As we let the dust settle on some of the post-election market madness, we are focusing some of our ChOTD’s (Charts Of The Day) on the technical picture of some specific tickers and indices. Today, we look at a major benefactor of the presidential election, at least based upon its performance in the lead up and aftermath to the election: steel stocks. Specifically, we are looking at the chart of the VanEck Vectors Steel ETF, ticker, SLX. The SLX has certainly been on a great run, rising 140% since its January low, 40% since its September low and 9% just since the election. That said, it is now hitting a multitude of potentially key resistance levels.
In fact, there are at least 5 noteworthy pieces of technical resistance in the vicinity of current prices (closed today at 37.73). For starters, they include the following trio of Fibonacci Retracement levels based upon declines from key peaks over the past 8 years, to the low in January of this year:
- 23.6% Fibonacci Retracement of 2008-2016 Decline ~38.90
- 38.2% Fibonacci Retracement of 2011-2016 Decline ~39.20
- 61.8% Fibonacci Retracement of 2014-2016 Decline ~37.30
And for good measure, we can add the following 2 key potential points of resistance:
- The Post-2008 Down Trendline (on a log scale), Connecting the 2011 & 2014 Highs ~37.75
- The 1000-Day (approx. 200-Week) Simple Moving Average ~36.86
Each of these potential lines of resistance is noteworthy by itself.

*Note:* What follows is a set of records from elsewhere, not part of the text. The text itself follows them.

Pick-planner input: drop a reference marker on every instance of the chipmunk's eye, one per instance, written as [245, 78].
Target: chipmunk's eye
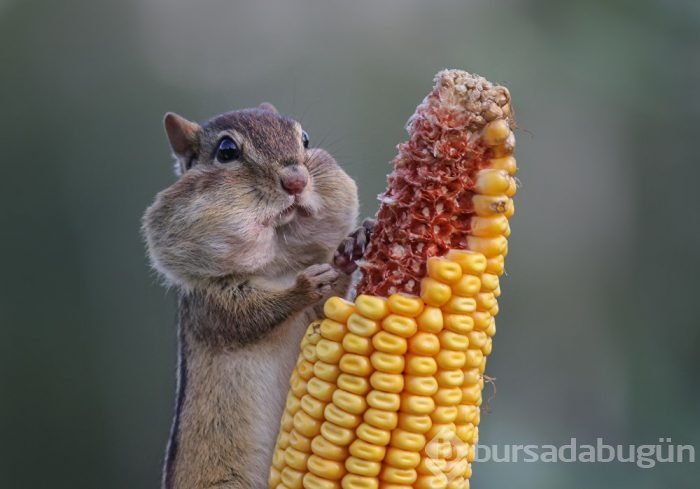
[228, 150]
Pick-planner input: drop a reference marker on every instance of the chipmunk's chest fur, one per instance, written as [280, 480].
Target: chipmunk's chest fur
[229, 406]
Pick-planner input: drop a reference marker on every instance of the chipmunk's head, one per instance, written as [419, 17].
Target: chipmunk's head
[252, 198]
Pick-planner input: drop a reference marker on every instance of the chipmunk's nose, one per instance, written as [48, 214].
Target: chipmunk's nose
[294, 181]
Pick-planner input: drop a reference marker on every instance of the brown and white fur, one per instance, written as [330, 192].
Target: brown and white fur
[251, 262]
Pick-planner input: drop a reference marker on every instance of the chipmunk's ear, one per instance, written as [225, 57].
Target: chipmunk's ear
[269, 107]
[183, 136]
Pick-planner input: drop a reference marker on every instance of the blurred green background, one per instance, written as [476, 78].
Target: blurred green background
[598, 332]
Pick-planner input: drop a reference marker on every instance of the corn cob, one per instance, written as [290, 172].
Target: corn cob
[387, 390]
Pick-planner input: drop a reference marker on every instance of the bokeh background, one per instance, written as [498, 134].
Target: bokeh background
[599, 331]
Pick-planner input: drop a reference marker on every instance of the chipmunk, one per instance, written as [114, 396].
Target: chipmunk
[247, 236]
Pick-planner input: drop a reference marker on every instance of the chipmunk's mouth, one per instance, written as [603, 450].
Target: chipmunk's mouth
[287, 215]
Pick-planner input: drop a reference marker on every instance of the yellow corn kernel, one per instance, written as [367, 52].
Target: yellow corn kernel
[381, 419]
[491, 329]
[491, 182]
[472, 394]
[354, 364]
[450, 378]
[490, 205]
[434, 293]
[467, 414]
[372, 307]
[353, 384]
[467, 286]
[420, 365]
[372, 434]
[297, 385]
[485, 301]
[340, 417]
[278, 458]
[338, 309]
[366, 451]
[292, 405]
[430, 320]
[328, 469]
[489, 282]
[405, 305]
[444, 270]
[423, 386]
[354, 481]
[406, 440]
[481, 320]
[333, 330]
[312, 406]
[320, 389]
[386, 485]
[415, 423]
[448, 396]
[456, 483]
[329, 351]
[395, 475]
[495, 132]
[453, 341]
[444, 414]
[465, 432]
[510, 209]
[399, 325]
[387, 362]
[337, 434]
[496, 264]
[361, 325]
[431, 482]
[477, 339]
[353, 343]
[488, 346]
[306, 425]
[326, 371]
[473, 358]
[309, 353]
[299, 442]
[330, 451]
[389, 343]
[305, 369]
[491, 246]
[283, 439]
[312, 481]
[414, 404]
[387, 401]
[441, 431]
[459, 323]
[512, 187]
[402, 459]
[471, 376]
[292, 479]
[349, 402]
[295, 459]
[471, 262]
[424, 343]
[447, 359]
[459, 305]
[287, 422]
[274, 478]
[365, 468]
[430, 465]
[387, 382]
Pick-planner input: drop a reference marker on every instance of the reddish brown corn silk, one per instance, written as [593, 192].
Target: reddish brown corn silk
[428, 207]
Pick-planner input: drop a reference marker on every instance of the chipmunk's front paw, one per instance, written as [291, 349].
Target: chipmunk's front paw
[353, 247]
[318, 280]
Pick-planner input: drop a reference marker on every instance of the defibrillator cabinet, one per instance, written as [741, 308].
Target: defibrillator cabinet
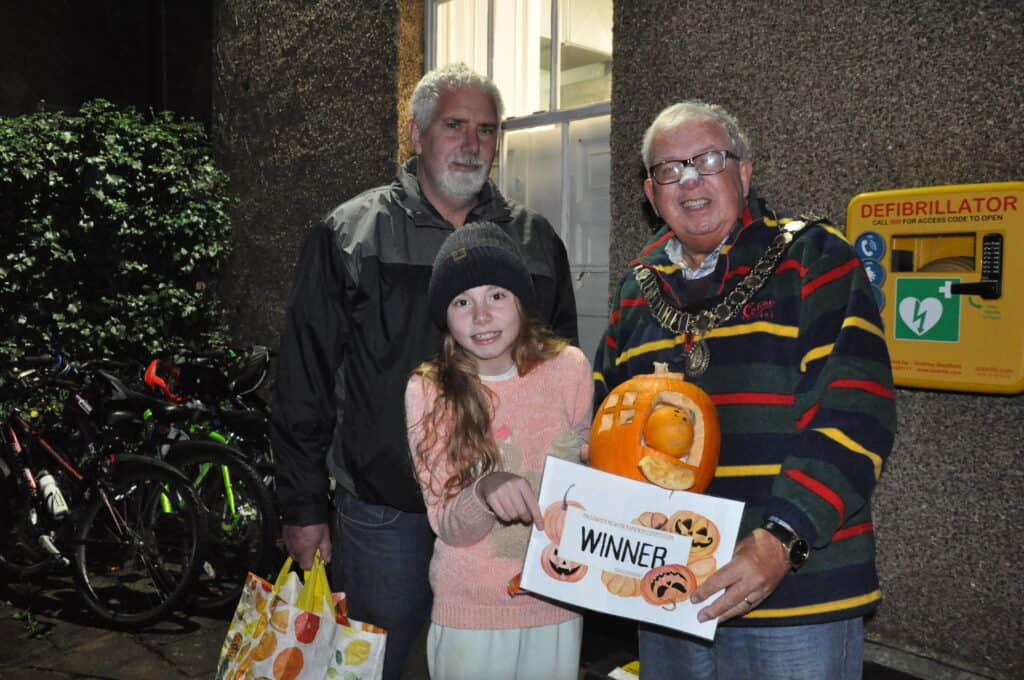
[946, 266]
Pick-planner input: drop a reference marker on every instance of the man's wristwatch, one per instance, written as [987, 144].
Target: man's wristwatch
[796, 548]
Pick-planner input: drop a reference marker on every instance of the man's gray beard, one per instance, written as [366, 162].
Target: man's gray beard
[463, 184]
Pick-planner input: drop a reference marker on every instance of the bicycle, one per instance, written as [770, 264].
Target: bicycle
[131, 529]
[241, 509]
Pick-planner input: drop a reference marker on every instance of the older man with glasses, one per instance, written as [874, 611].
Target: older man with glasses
[773, 316]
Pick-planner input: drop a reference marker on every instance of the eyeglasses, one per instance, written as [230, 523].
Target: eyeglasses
[709, 163]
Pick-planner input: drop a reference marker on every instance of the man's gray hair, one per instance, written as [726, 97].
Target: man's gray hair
[693, 111]
[450, 78]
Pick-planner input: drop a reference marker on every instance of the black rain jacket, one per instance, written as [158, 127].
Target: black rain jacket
[355, 327]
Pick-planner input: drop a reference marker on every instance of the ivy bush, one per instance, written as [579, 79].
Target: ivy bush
[114, 227]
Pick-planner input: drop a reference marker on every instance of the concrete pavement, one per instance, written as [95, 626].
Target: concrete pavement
[45, 634]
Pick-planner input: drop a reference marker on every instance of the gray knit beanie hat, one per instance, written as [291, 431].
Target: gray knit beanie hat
[477, 254]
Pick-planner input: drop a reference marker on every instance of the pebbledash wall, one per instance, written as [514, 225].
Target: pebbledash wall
[838, 97]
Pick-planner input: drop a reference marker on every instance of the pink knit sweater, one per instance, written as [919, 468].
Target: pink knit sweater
[545, 412]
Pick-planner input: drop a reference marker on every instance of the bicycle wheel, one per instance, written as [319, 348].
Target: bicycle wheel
[20, 553]
[139, 544]
[242, 521]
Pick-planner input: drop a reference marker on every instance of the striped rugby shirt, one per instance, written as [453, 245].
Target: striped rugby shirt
[803, 385]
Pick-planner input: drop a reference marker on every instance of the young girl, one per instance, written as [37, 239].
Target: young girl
[482, 417]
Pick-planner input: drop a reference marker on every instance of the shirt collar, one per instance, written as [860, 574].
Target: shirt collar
[675, 250]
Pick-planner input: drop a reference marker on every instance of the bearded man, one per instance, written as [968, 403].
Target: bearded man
[356, 325]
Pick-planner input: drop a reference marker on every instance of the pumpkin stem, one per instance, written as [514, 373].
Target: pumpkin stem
[565, 499]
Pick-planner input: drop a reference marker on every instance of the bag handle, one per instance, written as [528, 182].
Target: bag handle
[315, 594]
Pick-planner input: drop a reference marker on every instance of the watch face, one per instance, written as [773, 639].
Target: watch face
[799, 552]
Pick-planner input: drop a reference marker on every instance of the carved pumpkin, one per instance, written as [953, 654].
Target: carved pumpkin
[554, 516]
[668, 585]
[558, 568]
[657, 428]
[701, 530]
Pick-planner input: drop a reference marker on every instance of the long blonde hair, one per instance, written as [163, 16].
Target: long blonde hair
[465, 406]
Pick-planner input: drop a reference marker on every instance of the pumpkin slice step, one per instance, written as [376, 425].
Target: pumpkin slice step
[667, 473]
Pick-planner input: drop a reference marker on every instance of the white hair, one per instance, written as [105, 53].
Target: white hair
[449, 78]
[693, 111]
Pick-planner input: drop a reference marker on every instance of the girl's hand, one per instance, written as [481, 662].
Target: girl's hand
[510, 498]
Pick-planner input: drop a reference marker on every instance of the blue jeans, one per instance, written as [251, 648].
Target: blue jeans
[817, 651]
[381, 556]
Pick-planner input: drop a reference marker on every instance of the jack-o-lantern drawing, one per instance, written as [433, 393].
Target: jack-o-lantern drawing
[558, 568]
[656, 520]
[554, 516]
[657, 428]
[665, 586]
[620, 584]
[701, 568]
[704, 535]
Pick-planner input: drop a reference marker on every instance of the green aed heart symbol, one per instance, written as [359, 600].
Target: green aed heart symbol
[920, 315]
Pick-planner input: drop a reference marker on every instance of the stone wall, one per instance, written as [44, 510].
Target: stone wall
[305, 116]
[841, 98]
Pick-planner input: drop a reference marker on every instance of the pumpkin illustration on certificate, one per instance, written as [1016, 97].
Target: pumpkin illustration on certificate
[628, 548]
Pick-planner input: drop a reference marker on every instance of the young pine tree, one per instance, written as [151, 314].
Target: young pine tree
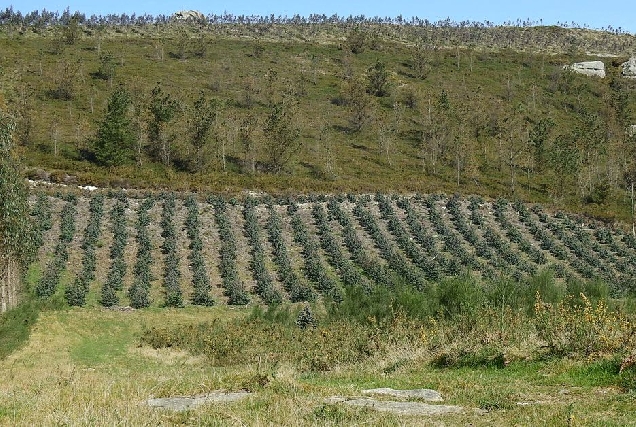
[115, 140]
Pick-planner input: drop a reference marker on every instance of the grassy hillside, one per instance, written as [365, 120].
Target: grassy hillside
[472, 109]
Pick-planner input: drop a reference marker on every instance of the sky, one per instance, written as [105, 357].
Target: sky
[594, 14]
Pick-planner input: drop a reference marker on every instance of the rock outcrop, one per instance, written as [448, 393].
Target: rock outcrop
[184, 403]
[629, 68]
[188, 15]
[588, 68]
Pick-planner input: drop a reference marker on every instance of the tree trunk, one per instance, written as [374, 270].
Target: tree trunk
[8, 284]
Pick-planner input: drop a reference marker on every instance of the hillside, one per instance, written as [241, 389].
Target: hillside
[326, 105]
[162, 250]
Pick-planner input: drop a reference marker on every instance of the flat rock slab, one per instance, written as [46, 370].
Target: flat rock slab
[399, 408]
[420, 393]
[183, 403]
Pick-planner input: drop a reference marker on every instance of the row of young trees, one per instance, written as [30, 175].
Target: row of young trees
[333, 257]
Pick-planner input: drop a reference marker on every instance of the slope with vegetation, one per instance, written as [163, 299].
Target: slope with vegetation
[351, 267]
[324, 104]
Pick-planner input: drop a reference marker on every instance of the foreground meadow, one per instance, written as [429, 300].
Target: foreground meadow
[99, 367]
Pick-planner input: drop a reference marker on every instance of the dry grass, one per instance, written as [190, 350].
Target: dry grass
[86, 367]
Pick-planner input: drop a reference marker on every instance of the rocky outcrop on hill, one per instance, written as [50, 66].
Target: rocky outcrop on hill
[629, 68]
[188, 15]
[588, 68]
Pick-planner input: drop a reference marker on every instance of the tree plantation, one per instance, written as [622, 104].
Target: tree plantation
[328, 217]
[160, 249]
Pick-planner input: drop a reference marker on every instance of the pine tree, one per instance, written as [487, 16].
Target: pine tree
[17, 233]
[115, 140]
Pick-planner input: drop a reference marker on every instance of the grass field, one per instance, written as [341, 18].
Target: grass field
[89, 367]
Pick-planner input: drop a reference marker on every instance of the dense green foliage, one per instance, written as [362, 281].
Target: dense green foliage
[426, 107]
[18, 236]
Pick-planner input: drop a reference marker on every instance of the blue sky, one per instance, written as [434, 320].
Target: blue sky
[595, 14]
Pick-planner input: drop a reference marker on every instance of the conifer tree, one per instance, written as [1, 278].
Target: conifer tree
[115, 139]
[17, 233]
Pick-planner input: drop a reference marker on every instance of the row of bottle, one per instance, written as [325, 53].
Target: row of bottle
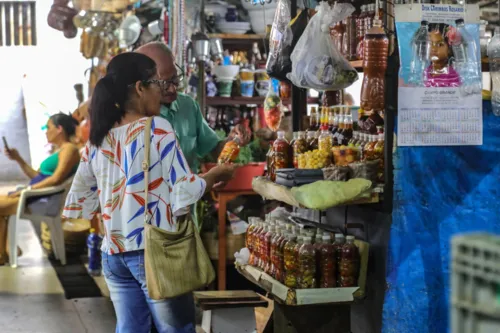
[337, 120]
[303, 259]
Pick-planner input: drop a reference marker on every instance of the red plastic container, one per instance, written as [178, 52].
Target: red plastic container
[243, 176]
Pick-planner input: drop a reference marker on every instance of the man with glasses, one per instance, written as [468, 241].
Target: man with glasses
[195, 136]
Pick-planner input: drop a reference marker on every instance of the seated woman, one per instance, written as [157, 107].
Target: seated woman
[53, 171]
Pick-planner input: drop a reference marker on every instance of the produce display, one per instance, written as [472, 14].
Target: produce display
[303, 258]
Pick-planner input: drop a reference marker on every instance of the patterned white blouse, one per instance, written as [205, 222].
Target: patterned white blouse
[110, 179]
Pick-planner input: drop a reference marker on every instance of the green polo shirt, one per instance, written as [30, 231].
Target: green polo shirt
[196, 138]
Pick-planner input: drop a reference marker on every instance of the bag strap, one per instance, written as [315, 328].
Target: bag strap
[145, 165]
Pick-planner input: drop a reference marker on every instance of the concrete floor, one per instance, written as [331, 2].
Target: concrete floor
[32, 299]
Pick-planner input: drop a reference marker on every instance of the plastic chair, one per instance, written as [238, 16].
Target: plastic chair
[47, 210]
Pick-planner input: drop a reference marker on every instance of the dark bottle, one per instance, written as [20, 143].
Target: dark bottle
[376, 48]
[270, 163]
[349, 264]
[281, 147]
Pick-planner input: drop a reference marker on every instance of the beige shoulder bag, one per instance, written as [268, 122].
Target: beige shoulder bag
[175, 262]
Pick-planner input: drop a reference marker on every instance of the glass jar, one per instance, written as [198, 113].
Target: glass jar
[230, 151]
[337, 246]
[270, 163]
[281, 150]
[310, 139]
[307, 264]
[255, 256]
[349, 263]
[299, 147]
[291, 264]
[285, 90]
[325, 140]
[327, 268]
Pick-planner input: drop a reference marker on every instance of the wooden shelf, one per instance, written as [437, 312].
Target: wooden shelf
[239, 100]
[237, 36]
[298, 297]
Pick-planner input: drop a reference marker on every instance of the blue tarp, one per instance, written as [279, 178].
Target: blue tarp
[439, 192]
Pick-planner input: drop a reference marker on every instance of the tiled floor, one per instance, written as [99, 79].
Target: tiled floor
[32, 300]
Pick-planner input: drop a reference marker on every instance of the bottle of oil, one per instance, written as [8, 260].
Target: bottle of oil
[375, 52]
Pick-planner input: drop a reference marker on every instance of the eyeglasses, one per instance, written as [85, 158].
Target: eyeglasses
[177, 81]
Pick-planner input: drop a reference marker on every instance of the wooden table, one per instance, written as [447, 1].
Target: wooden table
[224, 197]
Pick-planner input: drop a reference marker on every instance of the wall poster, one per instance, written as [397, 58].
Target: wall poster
[440, 79]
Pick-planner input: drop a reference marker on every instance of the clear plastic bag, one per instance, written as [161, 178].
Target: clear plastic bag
[285, 33]
[316, 63]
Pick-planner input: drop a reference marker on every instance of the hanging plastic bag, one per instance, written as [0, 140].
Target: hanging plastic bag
[272, 108]
[316, 63]
[285, 33]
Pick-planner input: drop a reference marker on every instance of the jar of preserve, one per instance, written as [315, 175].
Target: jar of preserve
[349, 263]
[299, 147]
[327, 268]
[268, 266]
[270, 163]
[281, 150]
[291, 264]
[337, 246]
[325, 140]
[230, 151]
[285, 90]
[307, 264]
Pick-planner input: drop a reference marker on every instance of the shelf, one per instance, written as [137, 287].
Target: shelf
[239, 100]
[238, 36]
[273, 191]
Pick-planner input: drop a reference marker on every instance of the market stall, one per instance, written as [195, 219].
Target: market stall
[284, 70]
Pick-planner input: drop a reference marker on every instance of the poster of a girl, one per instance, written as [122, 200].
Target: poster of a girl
[441, 73]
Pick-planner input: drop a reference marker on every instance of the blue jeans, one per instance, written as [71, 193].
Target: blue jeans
[126, 279]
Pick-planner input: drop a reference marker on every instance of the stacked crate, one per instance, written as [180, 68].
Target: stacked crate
[475, 282]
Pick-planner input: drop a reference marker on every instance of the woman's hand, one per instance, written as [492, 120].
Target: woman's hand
[15, 194]
[242, 132]
[225, 172]
[12, 154]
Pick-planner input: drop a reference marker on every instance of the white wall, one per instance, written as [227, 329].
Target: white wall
[47, 74]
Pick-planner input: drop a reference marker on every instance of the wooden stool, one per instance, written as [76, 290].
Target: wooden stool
[229, 311]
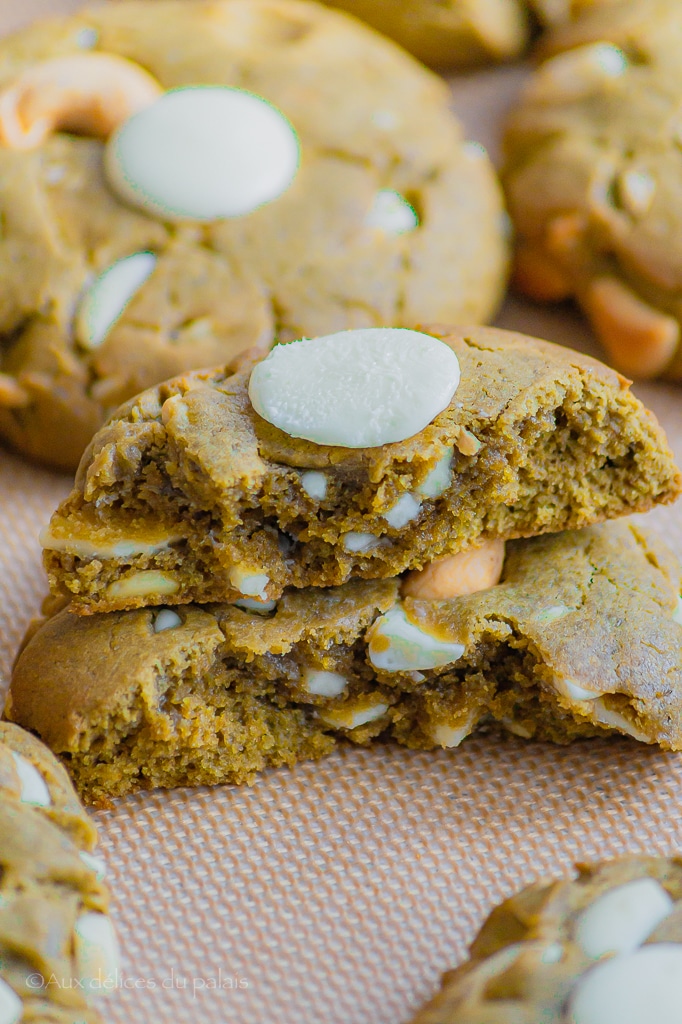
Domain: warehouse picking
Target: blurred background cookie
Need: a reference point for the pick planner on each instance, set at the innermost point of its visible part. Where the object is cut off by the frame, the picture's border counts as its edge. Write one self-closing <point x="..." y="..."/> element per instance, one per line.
<point x="603" y="947"/>
<point x="593" y="171"/>
<point x="148" y="231"/>
<point x="58" y="952"/>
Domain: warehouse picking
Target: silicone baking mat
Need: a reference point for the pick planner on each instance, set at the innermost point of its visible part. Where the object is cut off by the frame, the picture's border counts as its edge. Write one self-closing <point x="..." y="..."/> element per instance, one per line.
<point x="337" y="893"/>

To have them all clustered in the same vicinity should make this area particularly consequential as an obstacle for this rally in steel stocks.
The cluster of Fibonacci levels is particularly important to us. This lining up of levels from key junctures is precisely what we look for in Fibonacci analysis. It not only creates multiple layers of potential resistance, but it serves as a sort of validation of the market junctures that we’ve identified. This is especially true if the price action respected the lower Fibonacci levels when encountered. In this case, it certainly did as the SLX suffered its largest pullback of its post-January rally after testing the lower “Fibs”, dropping some 23% back in April-May.
Like many commodity-related stocks, steel stocks have most definitely had a great run, both over the course of this year, as well as around the election. Nothing goes in a straight line, however. And if there is any spot on the chart of SLX that looks to offer multiple layers of potential resistance, it is this one near the 37-39 level. It may not be an impenetrable level, but it certainly should test the mettle of the SLX rally in the immediate-term.
The commentary included in this blog is provided for informational purposes only. It does not constitute a recommendation to invest in any specific investment product or service. Proper due diligence should be performed before investing in any investment vehicle. There is a risk of loss involved in all investments.